In the previous cases, KPMG approached potential clients and offered to help them avoid paying taxes. KPMG assured them the shelters were legitimate.

This case, however, was different. Client Chris Cohan owned Sonic Cable TV and the Golden State Warriors basketball team. He went to KPMG, his auditors, and said he was thinking of selling his company and wanted to know if KPMG could structure a deal so he wouldn't owe a massive amount of taxes.

"KPMG said, 'Boy, do we have a deal for you,' and they ended up selling him a FLIP [foreign leveraged investment program] that was as big as all the other FLIP deals KPMG had been doing—$200 million worth of tax shelters, which was about the sale price of the company, " says Mixson.

Cohan needed that because he had an "unusual tax situation, a negative balance," Mixson says. Cohan was audited by the IRS and told he owed $350 million, which is "more than he got selling the company," Mixson says.

In the end, Cohan paid the IRS less than the $350 million, but still more than the sale price— about $281.8 million in taxes, penalties, fees and interests, according to the order. Cohan was $80 million in the hole and Bondurant, on his behalf, sued KPMG, presenting what Mixson says was a "relatively novel theory of damages."

Mixson's argument was that if KPMG had told Cohan the truth about the legitimacy of the tax shelters, he wouldn't have sold the company, which was generating about $20 million in cash a year. Expert testimony said the company was worth close to $500 million. "If you think about it, it was pretty easy to prove that he wouldn't have sold the company because only an idiot would sell a company that you would end up paying $80 million more in taxes," Mixson says. "And Chris Cohan is not an idiot."

Again, says Lowrey, the argument was "so simple. I promise you that no other lawyer would have looked at that case and come up with that model of damages. They would have gone with the models of damages used in the past."

"Mickey is a triple A-rated litigator with his wisdom, character and work ethic," says Cohan. "My case was complex and he quickly grasped all the issues. I came across the country to have him and his firm represent me and he did a fantastic job going up again some very, very large opposition."

Mixson's team, he says, wanted to show that the company was worth a bunch of money and he lost it. "And then someone said 'Isn't that the damages?' And that's what differentiates this case from all the others. There had been 40 or 50 cases against KPMG and none had those facts."

Cohan agrees that Mixson doesn't let anything sidetrack his laser focus. Opposing counsel requested mediation and Mixson walked in and apologized to the mediator, saying he was sorry, but this mediation was a waste of time.

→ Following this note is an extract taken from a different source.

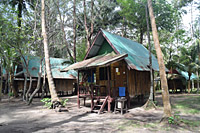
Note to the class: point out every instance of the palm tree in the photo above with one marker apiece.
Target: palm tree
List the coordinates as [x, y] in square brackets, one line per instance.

"He just knows his stuff," Cohan says. "He told me the other side wasn't serious and that they were going to lowball me and try to make me uncomfortable. He said our case was fantastic and it was going to be a waste of time."

After a day of fruitless mediation, Mixson told the mediator, 'I told you it was going to be a waste of a day and your time and mine,' Cohan recalls.

In the end, Lowrey says, the firm strives to "take each case to its simplest issue, to find the theme within the law, the facts, the documents and testimony that makes it all make sense."